La mystérieuse Jekyll Island : là où la Fed a été conçue

Dans la nuit du 22 novembre 1910, un train quittait discrètement New York en direction du Sud. Les banquiers les plus importants du pays s’étaient donnés rendez-vous pour un voyage des plus secrets. Leur destination se trouvait à plusieurs centaines de miles, dans l’île de Jekyll, en Géorgie, une station balnéaire d’hiver achetée par un groupe d’Américains fortunés qui y avaient créé le Club de Jekyll Island, sous la direction de John Pierpont Morgan. Les membres de ce club à l’anglaise, très fermé, dans lequel l’admission était héréditaire et non transmissible, possédaient au total 1/6e de la richesse mondiale. Le personnel de service fut amené du continent et les invités de marque n’étaient identifiés que par leur prénom, l’usage du nom de famille étant strictement interdit. On s’assura également qu’aucun journaliste ne se trouvait à moins de 80 km autour de l’île. Voici la liste des participants à cette réunion ultrasecrète : ― Nelson W. Aldrich, sénateur, président de la Commission monétaire nationale et futur grand-père de Nelson Rockefeller ; ― A. Piatt Andrew, Secrétaire adjoint au Trésor américain ;

― Frank Vanderlip, président de la National Bank de New York ; ― Henry P. Davison, associé principal chez J. P. Morgan Company ; ― Charles D. Norton, président de la First National Bank de New York ; ― Benjamin Strong, le bras droit de J. P. Morgan ; ― Paul Warburg, immigrant allemand, arrivé en 1901 aux États-Unis. Associé principal dans la banque Kuhn, Lœb & Company, il représentait la dynastie Rothschild de France et d’Angleterre et fut le principal promoteur de la Réserve Fédérale. Ces hauts représentants du lobby bancaire ne s’étaient pas rassemblés pour des vacances mais pour rédiger un document important : le Federal Reserve Act. Paul Warburg possédait une expertise hors pair dans le domaine bancaire, dont il connaissait quasiment toutes les ficelles. Lorsqu’on lui posait des questions, il ne se contentait pas d’y répondre techniquement, mais enrichissait ses propos d’éléments de culture historique. Tous furent impressionnés par ses connaissances étendues et sa vaste érudition en matière bancaire. Naturellement, Warburg devint le principal rédacteur et interprète du document. De tous les participants, Nelson Wilmarth Aldrich était le moins au fait : il fut simplement chargé de vérifier la conformité du texte à la loi, afin que celui-ci puisse être accepté par le Congrès.

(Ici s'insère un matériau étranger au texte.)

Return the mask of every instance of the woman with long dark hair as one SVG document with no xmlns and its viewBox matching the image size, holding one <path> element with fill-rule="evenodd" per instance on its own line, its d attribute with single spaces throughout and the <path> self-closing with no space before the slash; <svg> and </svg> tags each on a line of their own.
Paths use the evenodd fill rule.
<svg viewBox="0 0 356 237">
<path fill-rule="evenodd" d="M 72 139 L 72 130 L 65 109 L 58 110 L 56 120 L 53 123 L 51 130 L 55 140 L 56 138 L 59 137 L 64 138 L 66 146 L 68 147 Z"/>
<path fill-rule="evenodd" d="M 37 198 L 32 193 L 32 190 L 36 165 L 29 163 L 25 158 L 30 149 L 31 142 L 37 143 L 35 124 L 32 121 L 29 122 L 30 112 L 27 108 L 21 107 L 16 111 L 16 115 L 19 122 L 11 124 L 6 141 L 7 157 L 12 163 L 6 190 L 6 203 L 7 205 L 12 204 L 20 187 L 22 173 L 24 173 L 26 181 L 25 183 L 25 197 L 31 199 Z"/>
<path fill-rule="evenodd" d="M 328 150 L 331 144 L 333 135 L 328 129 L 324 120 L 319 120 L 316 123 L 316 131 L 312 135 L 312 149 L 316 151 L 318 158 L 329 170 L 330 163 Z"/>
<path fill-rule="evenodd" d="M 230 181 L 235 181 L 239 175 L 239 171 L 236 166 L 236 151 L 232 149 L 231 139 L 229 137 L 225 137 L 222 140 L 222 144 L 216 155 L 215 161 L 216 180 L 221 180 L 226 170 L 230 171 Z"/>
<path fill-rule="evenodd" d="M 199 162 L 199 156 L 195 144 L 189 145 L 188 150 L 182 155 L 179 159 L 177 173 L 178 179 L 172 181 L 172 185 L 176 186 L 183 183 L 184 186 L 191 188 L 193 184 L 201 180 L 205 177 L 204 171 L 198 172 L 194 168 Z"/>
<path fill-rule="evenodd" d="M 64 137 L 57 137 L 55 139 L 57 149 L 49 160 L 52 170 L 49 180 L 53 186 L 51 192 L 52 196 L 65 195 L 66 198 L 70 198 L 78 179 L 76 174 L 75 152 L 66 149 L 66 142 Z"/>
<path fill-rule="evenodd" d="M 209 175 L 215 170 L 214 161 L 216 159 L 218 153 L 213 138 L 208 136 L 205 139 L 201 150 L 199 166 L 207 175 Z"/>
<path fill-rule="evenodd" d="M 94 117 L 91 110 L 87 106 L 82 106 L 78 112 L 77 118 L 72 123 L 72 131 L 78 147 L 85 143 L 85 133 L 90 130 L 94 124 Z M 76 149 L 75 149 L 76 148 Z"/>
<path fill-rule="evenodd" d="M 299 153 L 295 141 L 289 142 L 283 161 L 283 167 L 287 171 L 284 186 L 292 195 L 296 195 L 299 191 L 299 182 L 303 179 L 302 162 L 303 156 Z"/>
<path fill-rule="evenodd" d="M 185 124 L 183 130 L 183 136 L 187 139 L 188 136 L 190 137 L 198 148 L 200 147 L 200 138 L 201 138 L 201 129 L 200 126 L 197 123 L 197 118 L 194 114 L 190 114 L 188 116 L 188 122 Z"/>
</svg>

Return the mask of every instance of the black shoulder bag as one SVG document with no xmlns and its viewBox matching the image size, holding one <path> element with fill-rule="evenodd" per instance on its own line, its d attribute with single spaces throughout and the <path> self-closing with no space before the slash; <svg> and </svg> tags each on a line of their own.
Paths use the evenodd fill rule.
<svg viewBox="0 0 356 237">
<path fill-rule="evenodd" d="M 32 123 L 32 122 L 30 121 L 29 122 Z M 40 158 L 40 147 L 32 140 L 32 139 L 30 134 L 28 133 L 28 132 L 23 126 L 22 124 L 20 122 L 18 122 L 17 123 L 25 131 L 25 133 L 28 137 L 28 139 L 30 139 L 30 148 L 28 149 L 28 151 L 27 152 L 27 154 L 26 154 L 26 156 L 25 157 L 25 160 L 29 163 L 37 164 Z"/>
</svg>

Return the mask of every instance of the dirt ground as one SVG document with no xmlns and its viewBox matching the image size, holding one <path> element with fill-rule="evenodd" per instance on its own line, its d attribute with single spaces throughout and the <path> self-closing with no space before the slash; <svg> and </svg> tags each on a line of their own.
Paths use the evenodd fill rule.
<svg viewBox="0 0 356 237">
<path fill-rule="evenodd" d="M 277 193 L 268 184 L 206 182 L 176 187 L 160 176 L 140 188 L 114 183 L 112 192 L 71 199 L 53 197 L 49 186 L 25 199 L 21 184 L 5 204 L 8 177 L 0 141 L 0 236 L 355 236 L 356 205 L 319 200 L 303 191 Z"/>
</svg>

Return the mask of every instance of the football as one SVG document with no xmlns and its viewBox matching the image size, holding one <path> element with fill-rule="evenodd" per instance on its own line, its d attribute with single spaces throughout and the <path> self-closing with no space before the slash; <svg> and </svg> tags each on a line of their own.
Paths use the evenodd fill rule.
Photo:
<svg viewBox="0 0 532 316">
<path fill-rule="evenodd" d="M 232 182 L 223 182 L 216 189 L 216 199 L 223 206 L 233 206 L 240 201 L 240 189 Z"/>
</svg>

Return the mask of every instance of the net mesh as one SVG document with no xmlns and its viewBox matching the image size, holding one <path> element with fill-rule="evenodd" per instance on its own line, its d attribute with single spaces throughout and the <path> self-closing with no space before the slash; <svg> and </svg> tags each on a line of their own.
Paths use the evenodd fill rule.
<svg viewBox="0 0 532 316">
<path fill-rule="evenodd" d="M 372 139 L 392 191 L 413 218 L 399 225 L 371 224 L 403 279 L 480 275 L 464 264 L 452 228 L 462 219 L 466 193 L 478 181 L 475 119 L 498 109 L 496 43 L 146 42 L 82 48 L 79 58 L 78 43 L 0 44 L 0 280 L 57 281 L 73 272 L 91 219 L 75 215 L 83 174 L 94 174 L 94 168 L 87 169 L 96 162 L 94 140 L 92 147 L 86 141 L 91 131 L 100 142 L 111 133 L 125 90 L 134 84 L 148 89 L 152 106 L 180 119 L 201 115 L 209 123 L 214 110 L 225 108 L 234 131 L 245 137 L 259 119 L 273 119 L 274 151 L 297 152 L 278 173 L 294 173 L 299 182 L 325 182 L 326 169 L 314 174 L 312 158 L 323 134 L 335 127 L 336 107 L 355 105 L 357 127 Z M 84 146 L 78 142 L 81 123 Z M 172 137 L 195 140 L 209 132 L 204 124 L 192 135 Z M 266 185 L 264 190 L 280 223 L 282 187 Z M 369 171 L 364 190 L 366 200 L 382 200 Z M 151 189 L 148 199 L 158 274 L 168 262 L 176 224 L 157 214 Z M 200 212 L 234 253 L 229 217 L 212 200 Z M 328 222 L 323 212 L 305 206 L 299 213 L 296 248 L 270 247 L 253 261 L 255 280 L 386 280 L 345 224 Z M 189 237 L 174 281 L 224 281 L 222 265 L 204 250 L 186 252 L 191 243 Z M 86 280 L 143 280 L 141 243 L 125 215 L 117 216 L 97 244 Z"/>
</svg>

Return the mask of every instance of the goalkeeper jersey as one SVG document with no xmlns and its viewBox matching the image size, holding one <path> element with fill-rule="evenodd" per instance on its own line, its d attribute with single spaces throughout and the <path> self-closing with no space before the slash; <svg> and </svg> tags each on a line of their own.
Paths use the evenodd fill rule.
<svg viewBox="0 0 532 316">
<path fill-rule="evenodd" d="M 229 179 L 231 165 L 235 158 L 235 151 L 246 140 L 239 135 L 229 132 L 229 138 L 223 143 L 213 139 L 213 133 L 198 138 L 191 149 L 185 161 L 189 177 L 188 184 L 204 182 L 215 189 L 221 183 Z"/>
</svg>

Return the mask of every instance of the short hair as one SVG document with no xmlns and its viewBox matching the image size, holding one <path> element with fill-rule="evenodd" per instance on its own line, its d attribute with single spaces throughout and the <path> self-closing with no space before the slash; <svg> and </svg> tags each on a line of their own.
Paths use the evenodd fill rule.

Les autres personnes présentes représentaient les intérêts de grands groupes bancaires, réunis autour de Warburg, qui proposa un programme détaillé. La cession dura neuf jours. Neuf jours de débats intenses au bout desquels ils parvinrent finalement à un consensus. Après la crise financière de 1907, l’image des banquiers américains était devenue calamiteuse. Les membres du Congrès n’osaient même pas parler ouvertement du nouveau projet de loi soutenu par les banquiers, ce qui contraignit ces derniers à en rédiger le texte fondateur à l’abri des regards, sur une île éloignée de tout. De plus, la dénomination de « banque centrale » était devenue, depuis le mandat du président Thomas Jefferson, synonyme de « conspiration des banquiers internationaux anglais » et elle risquait de s’attirer les foudres du public. Paul Warburg recommanda donc qu’on utilise le nom de « Système de Réserve Fédérale » pour noyer le poisson. Il avait cependant les mêmes fonctions qu’une banque centrale, à l’instar de la Banque d’Angleterre, avec des parts privées dont on pouvait tirer d’énormes profits. La différence avec la First Bank et la Second Bank résidait dans le fait que l’on excluait même les 20 % de parts de l’État, et que la Fed serait donc une banque centrale purement privée. Afin de mieux tromper la population sur les vrais patrons de la Fed, Warburg proposa un subterfuge : Le Congrès contrôle la Réserve Fédérale ; le gouvernement aura un représentant au sein de

l‘administration, mais la majorité des membres du Conseil seront sous le contrôle direct ou indirect de l‘Association des banquiers. Plus tard, il proposa une autre version : Les membres du Conseil des gouverneurs sont nommés par le Président des États-Unis, mais les véritables fonctions du Conseil sont occupées par le Comité consultatif fédéral, qui se réunit régulièrement avec le Conseil des gouverneurs pour discuter de la marche à suivre. Ses membres seront choisis par les douze représentants du Conseil des gouverneurs, et ce détail sera volontairement caché au public. La principale difficulté consistait à dissimuler au public la volonté des banquiers new-yorkais de contrôler la Réserve Fédérale. Depuis le XIXe siècle, les agriculteurs, ainsi que les petits et gros commerçants du Middle West souffraient beaucoup des crises bancaires et abhorraient tous les banquiers de la côte Est. Pour les parlementaires, le projet d’une banque centrale placée entre les mains de ces mêmes banquiers honnis par le peuple n’était pas défendable et même suicidaire du point de vue électoral. Warburg proposa donc une solution ingénieuse : douze banques régionales constitueraient l’ensemble du Système de Réserve Fédérale, pour donner l’illusion que les affaires ne se concentraient pas à New York.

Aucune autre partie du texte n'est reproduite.